Pedestrian detection should be given the maximum priority in an autonomous vehicle software stack as it deals with the lives of the people. Hence, it is critical for the autonomus vehicle to predict the humans with maximum accuracy. Developing a dedicated human detector module helps in achieving improved prediction accuracies for this specific tasks without effect on the other perception modules.
An agile iterative process (AIP) is followed for the development of this project where the product backlog is developed first. Based on the priority of the tasks, the sprint cycles and tasks are decided. A daily meeting at the begging of the sprint cycle is conducted to decide on the daily tasks for each developer. The project backlog consists of the estimated time of completion which is alloted for each task. The actual time of completion is altered based on the progress of the project and the remaining tasks.
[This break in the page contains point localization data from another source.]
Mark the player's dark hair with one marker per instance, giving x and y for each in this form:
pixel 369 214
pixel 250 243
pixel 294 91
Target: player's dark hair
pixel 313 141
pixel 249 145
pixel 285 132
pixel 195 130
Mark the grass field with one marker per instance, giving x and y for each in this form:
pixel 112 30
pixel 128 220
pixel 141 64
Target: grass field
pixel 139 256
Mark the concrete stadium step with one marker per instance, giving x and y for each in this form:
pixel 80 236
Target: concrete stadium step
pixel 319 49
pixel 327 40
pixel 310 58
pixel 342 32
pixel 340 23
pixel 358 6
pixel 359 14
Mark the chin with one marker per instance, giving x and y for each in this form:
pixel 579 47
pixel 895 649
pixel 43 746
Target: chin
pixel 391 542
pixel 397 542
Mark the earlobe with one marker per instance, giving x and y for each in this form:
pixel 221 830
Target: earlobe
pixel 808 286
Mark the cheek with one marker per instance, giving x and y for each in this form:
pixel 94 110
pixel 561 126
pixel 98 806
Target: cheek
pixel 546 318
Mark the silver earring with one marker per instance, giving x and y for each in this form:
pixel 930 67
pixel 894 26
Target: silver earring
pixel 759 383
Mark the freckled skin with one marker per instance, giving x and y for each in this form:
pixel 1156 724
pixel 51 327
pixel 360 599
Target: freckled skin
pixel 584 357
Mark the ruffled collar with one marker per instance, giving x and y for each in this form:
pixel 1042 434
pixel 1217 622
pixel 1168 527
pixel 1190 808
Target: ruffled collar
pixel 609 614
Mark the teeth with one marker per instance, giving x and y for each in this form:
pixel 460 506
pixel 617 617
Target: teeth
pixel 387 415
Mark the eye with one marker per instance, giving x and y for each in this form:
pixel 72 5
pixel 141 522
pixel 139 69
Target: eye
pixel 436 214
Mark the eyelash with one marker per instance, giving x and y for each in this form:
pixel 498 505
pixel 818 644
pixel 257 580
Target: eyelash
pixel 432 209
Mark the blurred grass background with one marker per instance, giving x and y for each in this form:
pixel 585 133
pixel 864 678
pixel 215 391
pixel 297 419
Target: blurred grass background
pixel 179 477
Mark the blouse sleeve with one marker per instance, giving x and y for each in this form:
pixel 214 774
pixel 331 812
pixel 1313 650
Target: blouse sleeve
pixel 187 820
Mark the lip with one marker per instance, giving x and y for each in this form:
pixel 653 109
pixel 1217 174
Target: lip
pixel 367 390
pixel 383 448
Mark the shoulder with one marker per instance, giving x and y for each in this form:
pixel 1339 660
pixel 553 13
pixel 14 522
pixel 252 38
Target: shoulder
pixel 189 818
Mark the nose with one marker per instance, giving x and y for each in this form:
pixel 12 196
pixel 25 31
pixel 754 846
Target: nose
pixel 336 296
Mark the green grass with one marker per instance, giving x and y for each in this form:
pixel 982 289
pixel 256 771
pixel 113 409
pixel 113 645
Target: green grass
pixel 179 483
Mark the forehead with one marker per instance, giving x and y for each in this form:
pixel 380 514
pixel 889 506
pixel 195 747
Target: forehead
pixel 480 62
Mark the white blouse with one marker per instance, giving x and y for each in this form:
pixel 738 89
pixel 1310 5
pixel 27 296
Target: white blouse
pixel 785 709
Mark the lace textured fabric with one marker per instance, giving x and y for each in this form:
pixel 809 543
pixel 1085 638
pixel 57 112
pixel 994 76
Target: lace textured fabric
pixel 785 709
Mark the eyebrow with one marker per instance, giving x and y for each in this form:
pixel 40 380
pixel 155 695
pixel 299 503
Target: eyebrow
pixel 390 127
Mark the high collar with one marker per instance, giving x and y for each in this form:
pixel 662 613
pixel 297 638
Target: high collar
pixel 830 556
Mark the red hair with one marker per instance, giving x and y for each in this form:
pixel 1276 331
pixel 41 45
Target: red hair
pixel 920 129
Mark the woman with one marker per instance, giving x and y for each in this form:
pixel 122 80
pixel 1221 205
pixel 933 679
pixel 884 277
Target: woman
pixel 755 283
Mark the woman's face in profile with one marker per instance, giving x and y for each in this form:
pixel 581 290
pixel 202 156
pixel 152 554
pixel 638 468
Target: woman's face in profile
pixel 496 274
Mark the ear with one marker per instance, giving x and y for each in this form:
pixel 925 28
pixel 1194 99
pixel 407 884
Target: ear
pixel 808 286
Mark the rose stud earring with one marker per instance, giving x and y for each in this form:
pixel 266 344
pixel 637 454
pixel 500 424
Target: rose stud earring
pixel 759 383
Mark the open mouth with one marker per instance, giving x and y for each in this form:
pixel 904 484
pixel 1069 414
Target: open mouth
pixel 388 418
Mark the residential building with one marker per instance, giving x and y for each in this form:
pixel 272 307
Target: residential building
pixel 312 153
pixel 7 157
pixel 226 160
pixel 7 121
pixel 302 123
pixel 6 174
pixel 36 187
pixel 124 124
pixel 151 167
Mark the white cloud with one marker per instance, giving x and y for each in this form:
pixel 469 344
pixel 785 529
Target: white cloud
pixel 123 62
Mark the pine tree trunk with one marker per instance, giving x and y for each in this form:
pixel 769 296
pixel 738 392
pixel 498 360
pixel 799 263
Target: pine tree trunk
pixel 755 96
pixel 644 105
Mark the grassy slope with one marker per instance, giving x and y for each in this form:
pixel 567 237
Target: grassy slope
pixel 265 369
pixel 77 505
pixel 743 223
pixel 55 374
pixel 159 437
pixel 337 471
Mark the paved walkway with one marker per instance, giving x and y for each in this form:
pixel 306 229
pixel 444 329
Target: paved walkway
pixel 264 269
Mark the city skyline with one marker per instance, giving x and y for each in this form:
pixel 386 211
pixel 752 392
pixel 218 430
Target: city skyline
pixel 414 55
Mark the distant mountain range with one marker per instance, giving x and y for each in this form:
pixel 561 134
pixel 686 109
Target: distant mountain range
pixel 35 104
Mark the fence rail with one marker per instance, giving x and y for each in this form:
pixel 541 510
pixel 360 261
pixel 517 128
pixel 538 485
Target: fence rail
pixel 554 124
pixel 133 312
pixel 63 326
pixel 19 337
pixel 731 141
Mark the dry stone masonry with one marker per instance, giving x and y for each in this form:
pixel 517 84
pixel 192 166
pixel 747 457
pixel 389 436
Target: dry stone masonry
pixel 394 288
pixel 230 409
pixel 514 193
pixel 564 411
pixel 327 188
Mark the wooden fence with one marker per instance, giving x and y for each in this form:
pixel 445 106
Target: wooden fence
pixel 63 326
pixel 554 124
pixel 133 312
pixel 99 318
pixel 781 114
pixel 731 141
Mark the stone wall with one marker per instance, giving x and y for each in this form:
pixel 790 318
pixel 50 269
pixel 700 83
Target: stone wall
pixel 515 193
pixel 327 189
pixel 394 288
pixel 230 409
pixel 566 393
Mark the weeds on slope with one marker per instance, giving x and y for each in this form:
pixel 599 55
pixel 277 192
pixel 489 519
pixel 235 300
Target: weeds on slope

After planning the product backlog, UML flow diagram and UML class diagram for the software are created. A set of unit tests are used to verify the performance on a wide range of exple scenarios. Stub implementations are written with the functions to ensure that the code coverage of the softwrae is maintained.
The link for the product backlog, time log, error log and release log can be found here - link
The link for the sprint review document can be found here - link
This software is released under the BSD 3-Clause license.
This work is stil under development and is expected to be completed in another week.